Con queste parole, pronunciate in un’aula del Tribunale di Varese, un 68enne di Cadrezzate ha spiegato la scelta di tutelarsi per vie legali dopo che il nome della sua famiglia - tacciata di fare “campagna elettorale” in modo discutibile - era stato associato a ciò che rappresenta il protagonista del film. Il tutto per una frase scritta in un gruppo WhatsApp aperto ai residenti - InfoCadrezzate - dal sindaco del paese Cristian Robustellini, oggi accusato di diffamazione aggravata. 

La vicenda, risalente al 2018, è legata ad un rapporto non certo idilliaco tra la famiglia dell’uomo - originaria della Basilicata ma nel Varesotto dagli anni Sessanta - e il sindaco. Storie di paese, esigenze di privati cittadini che entrano in conflitto con le regole e i tempi della pubblica amministrazione, fino a creare dissapori. Come quella volta che l’uomo, proprietario di una impresa di pompe funebri insieme ai parenti, si vide bloccare dal Comune alcuni lavori per la casa funeraria della ditta, poi finiti al centro di un ricorso al tribunale amministrativo; o quella volta in cui il 68enne aspettò per ore fuori dal cimitero, con il feretro di un defunto nel carro funebre.

«Avevo chiesto i permessi per collocare momentaneamente il defunto nella camera mortuaria del cimitero, in attesa della cremazione - ha raccontato in aula l’uomo, parte civile nel procedimento con l’avvocato Vito Pizzonia - Ma quando sono arrivato sul posto ho trovato chiuso e nessuno è venuto ad aprirmi. Ho saputo poi al telefono, dal tecnico responsabile, che poco prima mi avevano scritto via pec per dirmi di tenere la salma nei miei locali». Un fatto che il sindaco, sempre in chat, definì una “carnevalata”, una strumentalizzazione per via della polemica che ne era scaturita. 

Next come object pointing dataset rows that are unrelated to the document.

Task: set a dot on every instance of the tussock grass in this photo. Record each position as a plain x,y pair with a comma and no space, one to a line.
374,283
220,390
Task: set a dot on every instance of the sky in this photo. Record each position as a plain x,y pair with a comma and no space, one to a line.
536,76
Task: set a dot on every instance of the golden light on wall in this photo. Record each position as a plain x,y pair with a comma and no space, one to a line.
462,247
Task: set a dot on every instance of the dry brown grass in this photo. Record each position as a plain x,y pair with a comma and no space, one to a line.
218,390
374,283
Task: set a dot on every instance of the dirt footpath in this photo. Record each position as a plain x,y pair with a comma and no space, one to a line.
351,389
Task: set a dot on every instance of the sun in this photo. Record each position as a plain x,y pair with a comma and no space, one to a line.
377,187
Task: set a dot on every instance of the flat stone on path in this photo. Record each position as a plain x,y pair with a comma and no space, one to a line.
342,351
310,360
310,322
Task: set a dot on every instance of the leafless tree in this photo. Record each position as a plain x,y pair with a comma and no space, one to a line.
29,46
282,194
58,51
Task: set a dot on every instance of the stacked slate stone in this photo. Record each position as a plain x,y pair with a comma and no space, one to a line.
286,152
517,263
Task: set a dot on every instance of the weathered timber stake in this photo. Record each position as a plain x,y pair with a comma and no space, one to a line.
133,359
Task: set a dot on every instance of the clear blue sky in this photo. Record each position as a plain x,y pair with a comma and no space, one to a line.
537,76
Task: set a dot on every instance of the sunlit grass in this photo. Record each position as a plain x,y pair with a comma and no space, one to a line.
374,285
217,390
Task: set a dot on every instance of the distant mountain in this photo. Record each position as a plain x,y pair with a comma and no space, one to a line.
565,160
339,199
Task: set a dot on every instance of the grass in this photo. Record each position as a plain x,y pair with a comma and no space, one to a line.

Qualcosa di simile ad un episodio avvenuto a gennaio 2018 e connesso alla denuncia: uno scuolabus che per il 68enne e per il fratello (all’epoca esponente del gruppo d’opposizione in consiglio comunale) viaggiava senza assicurazione, tanto che un autista si sarebbe rifiutato di prendere servizio. Si alza il polverone delle accuse incrociate, ovviamente sul gruppo WhatsApp: “Il Comune non paga l’assicurazione”, “voi mistificate la realtà”. E alla fine in chat compare il tagliando del pagamento, effettuato in ritardo, secondo la tesi del 68enne.

Durante l’udienza hanno testimoniato anche i fratelli dell’uomo, portando all’attenzione delle parti - il primo cittadino di Cadrezzate è difeso nel procedimento dall’avvocato Giacomo Mastrorosa - i presunti danni d’immagine e di reputazione patiti in ambito lavorativo e all’interno della comunità locale - perdita di clienti, battute al bar e in bottega - a causa della vicenda relativa all’accusa di diffamazione. Che tornerà in aula la prossima primavera per l’esame di altri testimoni.